Notice: The reproducibility variables underlying each score are classified using an automated LLM-based pipeline, validated against a manually labeled dataset. LLM-based classification introduces uncertainty and potential bias; scores should be interpreted as estimates. Full accuracy metrics and methodology are described in [1].

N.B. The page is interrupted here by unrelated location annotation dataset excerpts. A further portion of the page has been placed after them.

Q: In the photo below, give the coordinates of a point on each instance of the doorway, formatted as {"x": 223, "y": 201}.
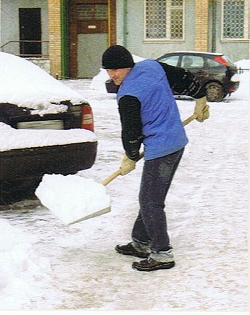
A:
{"x": 92, "y": 38}
{"x": 30, "y": 32}
{"x": 92, "y": 29}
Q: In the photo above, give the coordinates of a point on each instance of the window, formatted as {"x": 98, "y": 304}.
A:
{"x": 164, "y": 19}
{"x": 189, "y": 62}
{"x": 235, "y": 19}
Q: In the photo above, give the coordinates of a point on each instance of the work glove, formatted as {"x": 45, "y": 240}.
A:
{"x": 127, "y": 165}
{"x": 200, "y": 110}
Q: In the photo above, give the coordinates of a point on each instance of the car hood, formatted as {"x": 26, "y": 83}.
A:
{"x": 27, "y": 85}
{"x": 11, "y": 139}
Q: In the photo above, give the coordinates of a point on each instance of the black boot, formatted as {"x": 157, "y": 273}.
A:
{"x": 151, "y": 264}
{"x": 129, "y": 249}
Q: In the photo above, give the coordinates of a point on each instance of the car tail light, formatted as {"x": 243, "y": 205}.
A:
{"x": 87, "y": 118}
{"x": 221, "y": 60}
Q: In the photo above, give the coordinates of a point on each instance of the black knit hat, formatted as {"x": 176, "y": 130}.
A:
{"x": 117, "y": 57}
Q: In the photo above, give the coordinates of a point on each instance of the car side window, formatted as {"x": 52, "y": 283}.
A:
{"x": 189, "y": 62}
{"x": 171, "y": 60}
{"x": 212, "y": 63}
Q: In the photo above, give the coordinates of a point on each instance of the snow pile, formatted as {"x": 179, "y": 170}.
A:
{"x": 73, "y": 198}
{"x": 98, "y": 81}
{"x": 25, "y": 84}
{"x": 11, "y": 138}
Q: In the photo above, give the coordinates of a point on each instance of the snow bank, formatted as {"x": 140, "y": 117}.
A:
{"x": 73, "y": 198}
{"x": 11, "y": 138}
{"x": 25, "y": 84}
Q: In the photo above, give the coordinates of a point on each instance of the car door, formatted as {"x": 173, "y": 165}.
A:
{"x": 195, "y": 64}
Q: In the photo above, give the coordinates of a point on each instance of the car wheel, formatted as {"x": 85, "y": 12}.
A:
{"x": 215, "y": 92}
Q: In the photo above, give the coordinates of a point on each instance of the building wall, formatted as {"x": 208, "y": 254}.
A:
{"x": 235, "y": 50}
{"x": 55, "y": 51}
{"x": 9, "y": 21}
{"x": 130, "y": 30}
{"x": 198, "y": 27}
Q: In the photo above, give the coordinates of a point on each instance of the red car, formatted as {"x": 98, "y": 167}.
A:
{"x": 215, "y": 71}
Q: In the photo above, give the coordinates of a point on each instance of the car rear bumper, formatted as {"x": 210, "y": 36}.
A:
{"x": 21, "y": 170}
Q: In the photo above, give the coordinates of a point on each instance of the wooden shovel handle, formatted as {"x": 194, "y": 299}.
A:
{"x": 118, "y": 172}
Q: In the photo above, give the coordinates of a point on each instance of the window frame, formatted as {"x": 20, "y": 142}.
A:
{"x": 245, "y": 23}
{"x": 168, "y": 25}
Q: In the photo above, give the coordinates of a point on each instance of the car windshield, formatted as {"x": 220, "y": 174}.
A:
{"x": 189, "y": 62}
{"x": 170, "y": 60}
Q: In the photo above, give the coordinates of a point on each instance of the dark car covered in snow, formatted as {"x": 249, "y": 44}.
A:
{"x": 45, "y": 128}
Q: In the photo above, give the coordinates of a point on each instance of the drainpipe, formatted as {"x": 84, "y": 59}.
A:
{"x": 125, "y": 23}
{"x": 64, "y": 39}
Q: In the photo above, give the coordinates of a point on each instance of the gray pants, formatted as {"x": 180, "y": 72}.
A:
{"x": 150, "y": 227}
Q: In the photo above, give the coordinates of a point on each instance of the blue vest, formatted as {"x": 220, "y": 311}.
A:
{"x": 162, "y": 127}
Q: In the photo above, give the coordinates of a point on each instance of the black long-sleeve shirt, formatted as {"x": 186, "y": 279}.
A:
{"x": 181, "y": 82}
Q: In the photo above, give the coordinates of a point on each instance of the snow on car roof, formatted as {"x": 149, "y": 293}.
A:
{"x": 25, "y": 84}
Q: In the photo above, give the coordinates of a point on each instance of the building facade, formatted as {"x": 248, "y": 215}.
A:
{"x": 67, "y": 37}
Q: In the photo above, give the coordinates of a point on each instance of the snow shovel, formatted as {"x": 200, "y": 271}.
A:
{"x": 111, "y": 177}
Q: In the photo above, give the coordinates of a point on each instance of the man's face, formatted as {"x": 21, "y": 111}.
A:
{"x": 118, "y": 75}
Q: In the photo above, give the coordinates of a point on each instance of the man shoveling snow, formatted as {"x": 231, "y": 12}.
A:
{"x": 149, "y": 116}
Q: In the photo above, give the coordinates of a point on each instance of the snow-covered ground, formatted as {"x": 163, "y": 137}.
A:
{"x": 46, "y": 265}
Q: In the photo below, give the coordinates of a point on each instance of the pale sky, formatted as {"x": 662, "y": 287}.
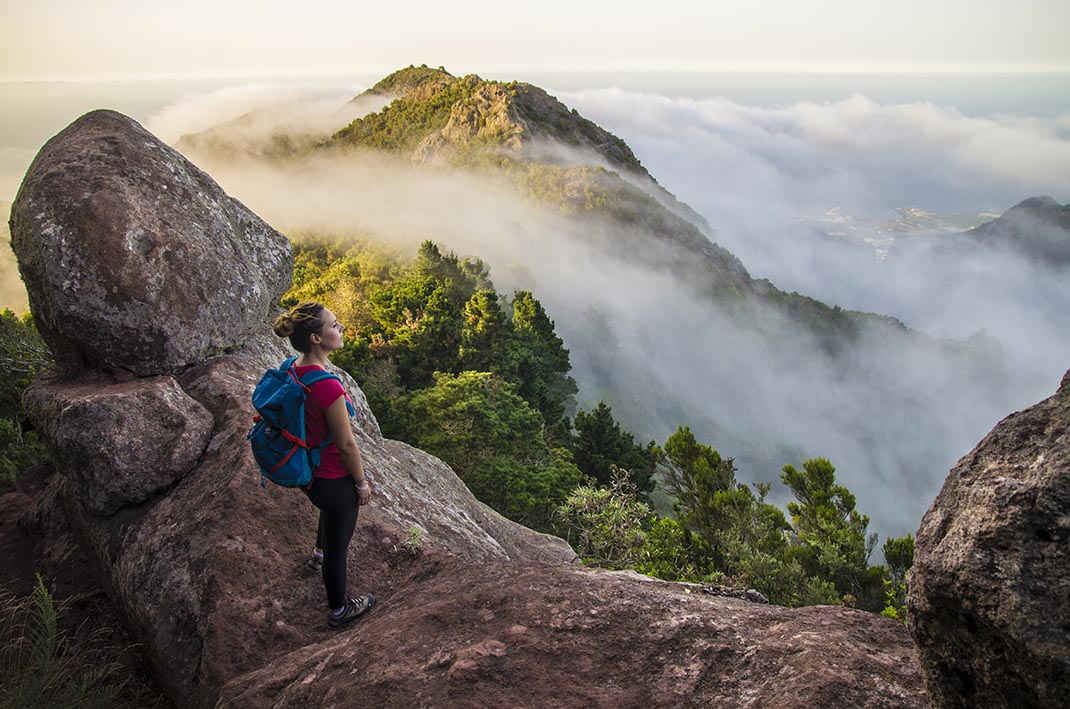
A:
{"x": 148, "y": 39}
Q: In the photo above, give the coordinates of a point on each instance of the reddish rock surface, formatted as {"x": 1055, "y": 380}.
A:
{"x": 208, "y": 572}
{"x": 554, "y": 635}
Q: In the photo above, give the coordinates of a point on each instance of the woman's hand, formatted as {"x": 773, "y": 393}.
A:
{"x": 363, "y": 492}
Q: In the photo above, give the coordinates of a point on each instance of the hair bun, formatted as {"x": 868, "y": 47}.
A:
{"x": 284, "y": 325}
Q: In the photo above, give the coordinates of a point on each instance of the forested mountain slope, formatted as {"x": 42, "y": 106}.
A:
{"x": 659, "y": 320}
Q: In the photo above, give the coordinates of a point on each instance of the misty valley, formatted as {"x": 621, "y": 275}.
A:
{"x": 523, "y": 299}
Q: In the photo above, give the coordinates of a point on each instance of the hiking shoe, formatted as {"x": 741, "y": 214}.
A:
{"x": 354, "y": 609}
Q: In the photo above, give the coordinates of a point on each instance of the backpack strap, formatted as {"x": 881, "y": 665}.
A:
{"x": 307, "y": 380}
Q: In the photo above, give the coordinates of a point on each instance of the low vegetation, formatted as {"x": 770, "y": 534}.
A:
{"x": 482, "y": 381}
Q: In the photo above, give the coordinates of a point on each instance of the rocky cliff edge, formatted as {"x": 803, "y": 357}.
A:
{"x": 147, "y": 421}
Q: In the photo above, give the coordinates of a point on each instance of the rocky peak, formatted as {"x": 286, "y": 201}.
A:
{"x": 460, "y": 116}
{"x": 1038, "y": 228}
{"x": 156, "y": 481}
{"x": 157, "y": 288}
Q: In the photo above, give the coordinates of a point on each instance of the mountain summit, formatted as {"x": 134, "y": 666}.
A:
{"x": 440, "y": 117}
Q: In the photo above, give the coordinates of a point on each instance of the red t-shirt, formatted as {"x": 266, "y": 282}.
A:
{"x": 321, "y": 396}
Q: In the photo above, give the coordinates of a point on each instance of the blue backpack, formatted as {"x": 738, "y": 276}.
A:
{"x": 278, "y": 430}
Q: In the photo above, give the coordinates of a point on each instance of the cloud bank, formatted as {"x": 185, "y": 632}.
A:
{"x": 648, "y": 342}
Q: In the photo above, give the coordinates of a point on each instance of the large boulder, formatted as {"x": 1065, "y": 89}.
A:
{"x": 210, "y": 574}
{"x": 135, "y": 259}
{"x": 208, "y": 565}
{"x": 120, "y": 442}
{"x": 553, "y": 635}
{"x": 990, "y": 588}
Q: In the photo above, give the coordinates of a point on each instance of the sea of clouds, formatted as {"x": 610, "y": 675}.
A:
{"x": 754, "y": 172}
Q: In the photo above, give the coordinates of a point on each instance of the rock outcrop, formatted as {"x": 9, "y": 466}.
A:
{"x": 208, "y": 566}
{"x": 121, "y": 442}
{"x": 155, "y": 477}
{"x": 135, "y": 259}
{"x": 554, "y": 635}
{"x": 990, "y": 588}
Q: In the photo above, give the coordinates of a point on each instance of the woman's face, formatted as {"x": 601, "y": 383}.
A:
{"x": 331, "y": 334}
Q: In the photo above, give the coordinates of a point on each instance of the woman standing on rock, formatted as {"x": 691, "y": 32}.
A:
{"x": 339, "y": 487}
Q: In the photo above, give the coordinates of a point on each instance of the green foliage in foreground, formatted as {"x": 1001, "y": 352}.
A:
{"x": 494, "y": 441}
{"x": 722, "y": 532}
{"x": 482, "y": 382}
{"x": 453, "y": 367}
{"x": 23, "y": 355}
{"x": 36, "y": 667}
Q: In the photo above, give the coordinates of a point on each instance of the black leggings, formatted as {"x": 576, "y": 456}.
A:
{"x": 338, "y": 504}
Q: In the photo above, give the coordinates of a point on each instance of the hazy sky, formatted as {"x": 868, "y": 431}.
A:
{"x": 146, "y": 39}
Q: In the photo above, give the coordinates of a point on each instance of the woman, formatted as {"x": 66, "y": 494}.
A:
{"x": 339, "y": 487}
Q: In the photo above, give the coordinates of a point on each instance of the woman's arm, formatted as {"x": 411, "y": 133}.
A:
{"x": 338, "y": 422}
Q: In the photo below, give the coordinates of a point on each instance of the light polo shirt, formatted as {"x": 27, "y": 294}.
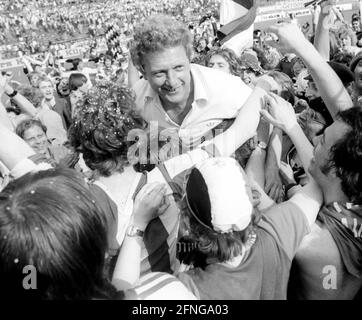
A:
{"x": 217, "y": 96}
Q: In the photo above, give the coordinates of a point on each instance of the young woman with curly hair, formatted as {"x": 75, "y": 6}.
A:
{"x": 105, "y": 130}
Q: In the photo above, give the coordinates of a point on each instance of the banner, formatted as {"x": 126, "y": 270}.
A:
{"x": 71, "y": 53}
{"x": 238, "y": 17}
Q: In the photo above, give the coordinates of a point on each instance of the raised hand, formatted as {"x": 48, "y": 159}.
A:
{"x": 279, "y": 112}
{"x": 150, "y": 202}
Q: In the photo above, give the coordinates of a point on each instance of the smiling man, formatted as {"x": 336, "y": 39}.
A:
{"x": 181, "y": 97}
{"x": 53, "y": 102}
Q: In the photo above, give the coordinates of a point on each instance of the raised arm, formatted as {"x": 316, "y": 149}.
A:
{"x": 281, "y": 114}
{"x": 150, "y": 202}
{"x": 321, "y": 39}
{"x": 328, "y": 83}
{"x": 246, "y": 123}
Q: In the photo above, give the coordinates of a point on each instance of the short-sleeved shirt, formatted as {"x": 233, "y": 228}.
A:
{"x": 158, "y": 250}
{"x": 264, "y": 273}
{"x": 217, "y": 96}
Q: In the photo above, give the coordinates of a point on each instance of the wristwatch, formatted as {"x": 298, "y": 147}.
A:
{"x": 133, "y": 231}
{"x": 13, "y": 94}
{"x": 262, "y": 145}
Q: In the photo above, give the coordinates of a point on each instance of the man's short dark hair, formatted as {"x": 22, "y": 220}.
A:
{"x": 346, "y": 155}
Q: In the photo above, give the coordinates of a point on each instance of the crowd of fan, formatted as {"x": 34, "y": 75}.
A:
{"x": 184, "y": 170}
{"x": 31, "y": 27}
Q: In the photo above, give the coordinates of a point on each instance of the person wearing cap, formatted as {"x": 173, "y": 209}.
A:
{"x": 248, "y": 256}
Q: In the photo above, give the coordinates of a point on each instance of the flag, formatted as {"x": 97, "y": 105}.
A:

Advancing Out-of-Distribution Detection via Local Neuroplasticity

Authors: Alessandro Canevaro, Julian Schmidt, Sajad Marvi, Hang Yu, Georg Martius, Julian Jordan

ICLR 2025 | Venue PDF | LLM Run Details

Reproducibility Variable Result LLM Response
Research Type Experimental We validate our approach on benchmarks from image and medical domains, demonstrating superior performance and robustness compared to state-of-the-art techniques.
Researcher Affiliation Collaboration 1Mercedes-Benz AG, Sindelfingen, Germany 2University of T ubingen, T ubingen, Germany
Pseudocode No The paper describes the step-by-step procedure of the method in Section 2.2 using numbered paragraphs and mathematical formulas, but it does not present it in a formal pseudocode block or algorithm environment.
Open Source Code Yes Our code is publicly available at the following link: https: //github.com/alessandro-canevaro/KAN-OOD.
Open Datasets Yes We tested our method on seven different benchmarks from two different domains: the Open OOD CIFAR10, CIFAR-100, Image Net-200 full-spectrum (FS), and Image Net-1K FS (Yang et al., 2022) for the image domain, and the Ethnicity, Age, and Synthetic OOD benchmarks for the tabular medical data domain (Azizmalayeri et al., 2023).
Dataset Splits Yes We evaluate the KAN detector on the CIFAR-10 benchmark, using CIFAR10 (Krizhevsky et al., b) as the In D dataset. The OOD datasets are categorized into near OOD datasets (CIFAR-100 (Krizhevsky et al., a) and Tiny Image Net (TIN) (Le & Yang, 2015)) and far OOD datasets (MNIST (Deng, 2012), SVHN (Netzer et al., 2011), Textures (Cimpoi et al., 2014), and Places365 (Zhou et al., 2018)).
Hardware Specification Yes All experiments are performed on a single NVIDIA Ge Force GTX 1080Ti GPU. For testing larger models and accelerating the hyperparameter optimization, we leveraged a cloud computing platform with an NVIDIA A100 GPU.
Software Dependencies Yes We used Python version 3.10 together with Py Torch 2.3.1 as the deep learning framework and leveraged CUDA 11.8 for GPU acceleration.
Experiment Setup Yes In our experiments, we use a learning rate of 0.1 and limit the training to a single epoch.